TVRINews, Jakarta
Suku Dinas Kesehatan (Sudinkes) Jakarta Selatan (Jaksel) telah menggelar pemeriksaan mamografi gratis bagi warga sebagai langkah memperkuat deteksi dini kanker payudara. Hal tersebut, diungkapkan oleh Kepala Sudinkes Jakarta Selatan, Debi Intan Suri.
Di mana, kegiatan tersebut diselenggarakan oleh Tim Penggerak Pemberdayaan dan Kesejahteraan Keluarga (TP PKK) Jakarta Selatan serta Yayasan Kanker Payudara Indonesia (YKPI).
Lebih lanjut, ia menuturkan jika pemeriksaan tersebut merupakan bagian dari upaya pemerintah menekan tingginya kasus kanker payudara dan kanker leher rahim (serviks).
“Program ini menjadi salah satu langkah pemerintah untuk menekan angka kesakitan akibat kanker payudara dan kanker serviks yang hingga kini masih cukup tinggi,” ujar Debi di Jakarta, Kamis, 16 Juli 2026.

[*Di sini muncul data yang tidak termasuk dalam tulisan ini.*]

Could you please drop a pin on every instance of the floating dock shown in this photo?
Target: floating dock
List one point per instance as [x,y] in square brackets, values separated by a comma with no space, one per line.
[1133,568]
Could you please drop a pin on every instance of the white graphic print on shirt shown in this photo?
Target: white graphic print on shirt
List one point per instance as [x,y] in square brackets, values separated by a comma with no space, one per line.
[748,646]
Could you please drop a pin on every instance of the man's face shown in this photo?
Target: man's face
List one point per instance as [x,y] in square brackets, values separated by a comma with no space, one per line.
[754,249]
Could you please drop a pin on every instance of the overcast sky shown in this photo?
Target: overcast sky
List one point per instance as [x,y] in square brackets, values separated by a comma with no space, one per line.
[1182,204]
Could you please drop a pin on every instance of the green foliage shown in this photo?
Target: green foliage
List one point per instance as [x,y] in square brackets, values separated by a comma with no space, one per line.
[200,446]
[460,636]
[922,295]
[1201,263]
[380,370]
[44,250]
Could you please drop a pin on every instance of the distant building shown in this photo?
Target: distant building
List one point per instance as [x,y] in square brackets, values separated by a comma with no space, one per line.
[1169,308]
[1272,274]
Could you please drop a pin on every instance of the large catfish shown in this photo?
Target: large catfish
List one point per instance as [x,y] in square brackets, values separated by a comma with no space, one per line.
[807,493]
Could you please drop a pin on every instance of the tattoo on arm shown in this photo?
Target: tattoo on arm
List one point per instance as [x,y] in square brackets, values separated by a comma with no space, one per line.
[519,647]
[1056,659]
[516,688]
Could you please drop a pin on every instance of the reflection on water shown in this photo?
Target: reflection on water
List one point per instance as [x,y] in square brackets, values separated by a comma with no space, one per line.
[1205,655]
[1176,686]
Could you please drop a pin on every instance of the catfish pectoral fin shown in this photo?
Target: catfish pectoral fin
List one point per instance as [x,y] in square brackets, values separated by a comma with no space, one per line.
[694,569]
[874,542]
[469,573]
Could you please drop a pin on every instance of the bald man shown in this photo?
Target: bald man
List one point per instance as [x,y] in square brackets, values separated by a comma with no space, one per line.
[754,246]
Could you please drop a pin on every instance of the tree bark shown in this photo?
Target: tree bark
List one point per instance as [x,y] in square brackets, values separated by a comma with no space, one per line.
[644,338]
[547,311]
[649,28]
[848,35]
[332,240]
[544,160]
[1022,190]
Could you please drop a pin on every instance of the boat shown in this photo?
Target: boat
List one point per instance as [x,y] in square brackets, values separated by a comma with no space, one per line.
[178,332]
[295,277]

Menurutnya, mamografi merupakan pemeriksaan menggunakan sinar-X dosis rendah yang berfungsi mendeteksi kelainan pada jaringan payudara. Dengan pemeriksaan ini, potensi kanker dapat diketahui lebih awal sehingga peluang keberhasilan pengobatan menjadi lebih besar.
Tak hanya itu, ia menuturkan jika layanan skrining dilaksanakan selama dua hari, yakni 15–16 Juli 2026, dengan kuota 100 peserta. Nantinya, sebanyak 50 peserta pada hari pertama berasal dari masyarakat umum dan anggota PKK, sedangkan 50 peserta pada hari kedua merupakan aparatur sipil negara (ASN) di lingkungan Pemerintah Kota Jakarta Selatan.

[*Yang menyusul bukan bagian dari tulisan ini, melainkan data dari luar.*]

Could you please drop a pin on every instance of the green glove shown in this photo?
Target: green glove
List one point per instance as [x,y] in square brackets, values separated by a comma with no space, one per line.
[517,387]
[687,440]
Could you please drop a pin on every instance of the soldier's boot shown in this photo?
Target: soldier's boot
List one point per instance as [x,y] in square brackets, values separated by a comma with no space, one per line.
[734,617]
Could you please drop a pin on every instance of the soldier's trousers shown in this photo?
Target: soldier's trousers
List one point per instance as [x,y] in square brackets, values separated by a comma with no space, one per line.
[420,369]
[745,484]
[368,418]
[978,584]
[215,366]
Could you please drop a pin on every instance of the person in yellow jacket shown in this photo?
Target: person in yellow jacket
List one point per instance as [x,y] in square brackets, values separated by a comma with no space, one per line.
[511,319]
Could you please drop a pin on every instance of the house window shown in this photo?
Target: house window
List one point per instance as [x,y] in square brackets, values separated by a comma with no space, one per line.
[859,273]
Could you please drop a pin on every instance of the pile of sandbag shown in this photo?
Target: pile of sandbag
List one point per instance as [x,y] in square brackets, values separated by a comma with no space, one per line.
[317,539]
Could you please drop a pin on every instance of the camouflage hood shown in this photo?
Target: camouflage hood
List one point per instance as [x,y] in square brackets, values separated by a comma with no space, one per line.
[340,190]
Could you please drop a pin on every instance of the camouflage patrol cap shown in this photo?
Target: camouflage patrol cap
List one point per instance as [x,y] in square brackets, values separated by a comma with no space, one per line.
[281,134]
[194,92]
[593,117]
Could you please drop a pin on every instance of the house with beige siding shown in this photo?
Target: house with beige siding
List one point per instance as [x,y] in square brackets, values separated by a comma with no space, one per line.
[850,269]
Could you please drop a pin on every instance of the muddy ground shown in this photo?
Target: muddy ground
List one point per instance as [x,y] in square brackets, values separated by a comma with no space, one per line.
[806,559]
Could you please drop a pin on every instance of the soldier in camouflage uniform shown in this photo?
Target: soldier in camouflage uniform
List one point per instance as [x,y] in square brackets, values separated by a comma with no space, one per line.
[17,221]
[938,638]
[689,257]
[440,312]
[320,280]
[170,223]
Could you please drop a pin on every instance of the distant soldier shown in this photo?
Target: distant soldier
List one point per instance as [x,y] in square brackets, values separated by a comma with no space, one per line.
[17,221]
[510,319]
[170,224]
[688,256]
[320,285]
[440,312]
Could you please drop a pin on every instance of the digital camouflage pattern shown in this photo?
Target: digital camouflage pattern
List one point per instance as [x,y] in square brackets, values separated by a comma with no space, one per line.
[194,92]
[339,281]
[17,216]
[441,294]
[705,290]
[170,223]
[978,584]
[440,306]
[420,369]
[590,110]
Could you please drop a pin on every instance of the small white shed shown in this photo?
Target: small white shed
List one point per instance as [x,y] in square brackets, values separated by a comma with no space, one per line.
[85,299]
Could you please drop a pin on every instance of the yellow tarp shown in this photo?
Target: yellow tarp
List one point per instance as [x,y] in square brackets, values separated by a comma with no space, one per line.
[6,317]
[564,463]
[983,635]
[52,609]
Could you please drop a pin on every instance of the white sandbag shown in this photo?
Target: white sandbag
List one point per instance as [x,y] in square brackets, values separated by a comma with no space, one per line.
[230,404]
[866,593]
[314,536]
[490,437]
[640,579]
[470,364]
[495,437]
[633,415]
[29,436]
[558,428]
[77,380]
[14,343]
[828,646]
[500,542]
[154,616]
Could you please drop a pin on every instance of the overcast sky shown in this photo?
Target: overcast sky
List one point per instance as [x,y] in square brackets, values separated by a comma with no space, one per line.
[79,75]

Ia juga menerangkan, jika kegiatan tersebut juga bertujuan memperoleh gambaran kondisi kesehatan payudara masyarakat di Jakarta Selatan sebagai bahan evaluasi dalam penyusunan program pencegahan dan pengendalian kanker.
“Kami berharap melalui skrining ini, kasus kanker yang selama ini belum terdeteksi dapat ditemukan lebih awal sehingga penanganannya bisa dilakukan sejak stadium dini,” katanya.

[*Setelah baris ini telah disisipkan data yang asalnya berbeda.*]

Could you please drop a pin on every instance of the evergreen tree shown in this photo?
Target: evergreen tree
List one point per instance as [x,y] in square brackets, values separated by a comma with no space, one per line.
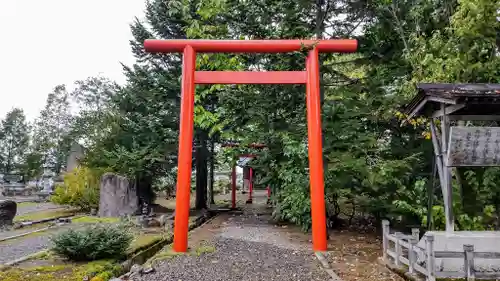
[14,141]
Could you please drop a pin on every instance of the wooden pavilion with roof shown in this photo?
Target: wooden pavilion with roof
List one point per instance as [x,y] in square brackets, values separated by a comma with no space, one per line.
[459,142]
[465,132]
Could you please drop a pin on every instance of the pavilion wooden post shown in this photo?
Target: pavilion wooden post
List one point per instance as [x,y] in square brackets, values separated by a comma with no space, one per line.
[310,77]
[250,186]
[440,144]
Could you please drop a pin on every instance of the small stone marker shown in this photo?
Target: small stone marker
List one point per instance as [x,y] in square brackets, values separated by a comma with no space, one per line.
[8,209]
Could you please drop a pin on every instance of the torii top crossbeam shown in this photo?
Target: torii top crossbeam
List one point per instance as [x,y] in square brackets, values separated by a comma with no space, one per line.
[249,46]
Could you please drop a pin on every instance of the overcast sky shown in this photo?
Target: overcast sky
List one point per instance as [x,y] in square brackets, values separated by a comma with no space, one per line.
[51,42]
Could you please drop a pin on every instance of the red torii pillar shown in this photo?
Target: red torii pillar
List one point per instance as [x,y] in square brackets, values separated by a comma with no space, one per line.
[190,77]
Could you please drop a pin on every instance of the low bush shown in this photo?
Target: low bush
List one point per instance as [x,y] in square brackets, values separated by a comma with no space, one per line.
[101,241]
[80,189]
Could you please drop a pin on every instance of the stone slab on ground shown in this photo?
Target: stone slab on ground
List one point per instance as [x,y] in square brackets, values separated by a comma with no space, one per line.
[17,248]
[483,241]
[23,209]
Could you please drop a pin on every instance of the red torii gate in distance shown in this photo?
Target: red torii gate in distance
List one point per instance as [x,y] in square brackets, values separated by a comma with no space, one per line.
[233,172]
[309,77]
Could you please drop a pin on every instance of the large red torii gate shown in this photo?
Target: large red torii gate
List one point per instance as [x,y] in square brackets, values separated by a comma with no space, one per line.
[190,78]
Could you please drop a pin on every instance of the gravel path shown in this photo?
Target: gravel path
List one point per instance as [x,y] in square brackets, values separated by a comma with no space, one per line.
[245,248]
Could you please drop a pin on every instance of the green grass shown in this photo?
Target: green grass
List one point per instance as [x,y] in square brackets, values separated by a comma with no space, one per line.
[142,240]
[101,270]
[26,204]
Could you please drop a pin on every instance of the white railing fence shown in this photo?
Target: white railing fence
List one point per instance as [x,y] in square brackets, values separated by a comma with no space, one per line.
[401,250]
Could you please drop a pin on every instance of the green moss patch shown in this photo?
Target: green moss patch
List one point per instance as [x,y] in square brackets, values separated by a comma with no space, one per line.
[90,219]
[97,270]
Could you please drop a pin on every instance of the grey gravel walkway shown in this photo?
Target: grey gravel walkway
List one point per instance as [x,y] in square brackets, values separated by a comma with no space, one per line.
[247,248]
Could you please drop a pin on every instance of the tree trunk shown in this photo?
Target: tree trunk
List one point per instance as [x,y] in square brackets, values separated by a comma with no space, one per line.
[201,172]
[145,193]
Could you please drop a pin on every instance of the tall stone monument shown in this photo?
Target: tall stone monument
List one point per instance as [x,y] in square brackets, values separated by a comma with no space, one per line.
[118,196]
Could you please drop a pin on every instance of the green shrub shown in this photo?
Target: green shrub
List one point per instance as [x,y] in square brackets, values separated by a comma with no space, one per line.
[80,189]
[92,243]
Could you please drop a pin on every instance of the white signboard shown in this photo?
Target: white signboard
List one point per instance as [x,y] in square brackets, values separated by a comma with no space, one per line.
[474,146]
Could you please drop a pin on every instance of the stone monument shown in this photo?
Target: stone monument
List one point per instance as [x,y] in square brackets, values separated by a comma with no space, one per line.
[118,196]
[8,209]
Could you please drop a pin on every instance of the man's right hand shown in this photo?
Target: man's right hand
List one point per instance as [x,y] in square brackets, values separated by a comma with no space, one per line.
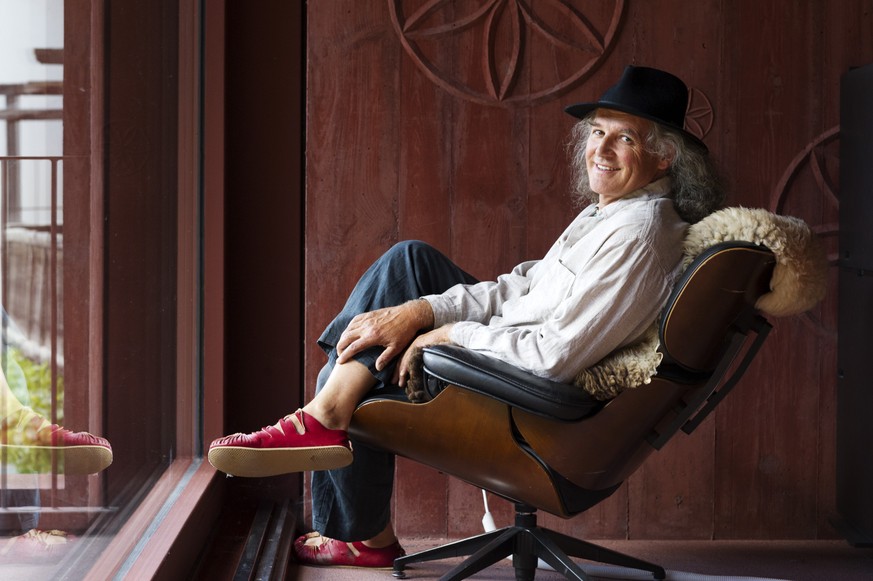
[392,328]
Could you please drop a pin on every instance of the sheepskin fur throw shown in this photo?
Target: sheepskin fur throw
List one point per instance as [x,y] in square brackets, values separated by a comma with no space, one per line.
[800,276]
[798,283]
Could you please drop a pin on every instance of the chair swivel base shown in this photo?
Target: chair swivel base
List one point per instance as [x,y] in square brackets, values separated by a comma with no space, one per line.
[526,543]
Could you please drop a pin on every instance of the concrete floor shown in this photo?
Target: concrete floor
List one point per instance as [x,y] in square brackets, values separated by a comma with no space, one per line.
[700,560]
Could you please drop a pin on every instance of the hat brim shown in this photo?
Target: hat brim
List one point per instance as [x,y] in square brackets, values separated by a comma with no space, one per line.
[581,110]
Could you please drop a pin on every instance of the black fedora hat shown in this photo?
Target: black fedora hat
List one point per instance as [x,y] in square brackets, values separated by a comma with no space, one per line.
[649,93]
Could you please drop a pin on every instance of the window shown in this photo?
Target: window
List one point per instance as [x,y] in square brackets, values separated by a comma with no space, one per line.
[100,268]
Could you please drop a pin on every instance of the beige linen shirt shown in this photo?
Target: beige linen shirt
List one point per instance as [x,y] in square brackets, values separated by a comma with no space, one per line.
[598,288]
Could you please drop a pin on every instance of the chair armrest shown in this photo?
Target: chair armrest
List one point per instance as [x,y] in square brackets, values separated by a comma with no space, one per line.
[454,365]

Ketua TP PKK Jakarta Selatan, Azizah Syafrin, menyebut pemeriksaan mamografi gratis menjadi kesempatan bagi perempuan untuk memeriksa kondisi kesehatannya tanpa terbebani biaya. Menurutnya, deteksi dini menjadi kunci penting dalam menekan risiko kematian akibat kanker.
Ia berharap hasil pemeriksaan yang akan diterima peserta sekitar dua pekan mendatang menunjukkan kondisi yang baik. Azizah juga mendorong agar program pemeriksaan kesehatan gratis serupa dapat terus diperluas sehingga semakin banyak perempuan memperoleh akses terhadap layanan deteksi dini.
Data Dinas Kesehatan Provinsi DKI Jakarta menunjukkan angka kematian akibat kanker di Jakarta meningkat sekitar 33 persen pada 2025. Pada 2024, penyakit kanker menjadi salah satu penyebab kematian tertinggi dengan jumlah 5.729 kasus, sehingga upaya skrining dan deteksi dini dinilai semakin penting untuk menekan angka tersebut.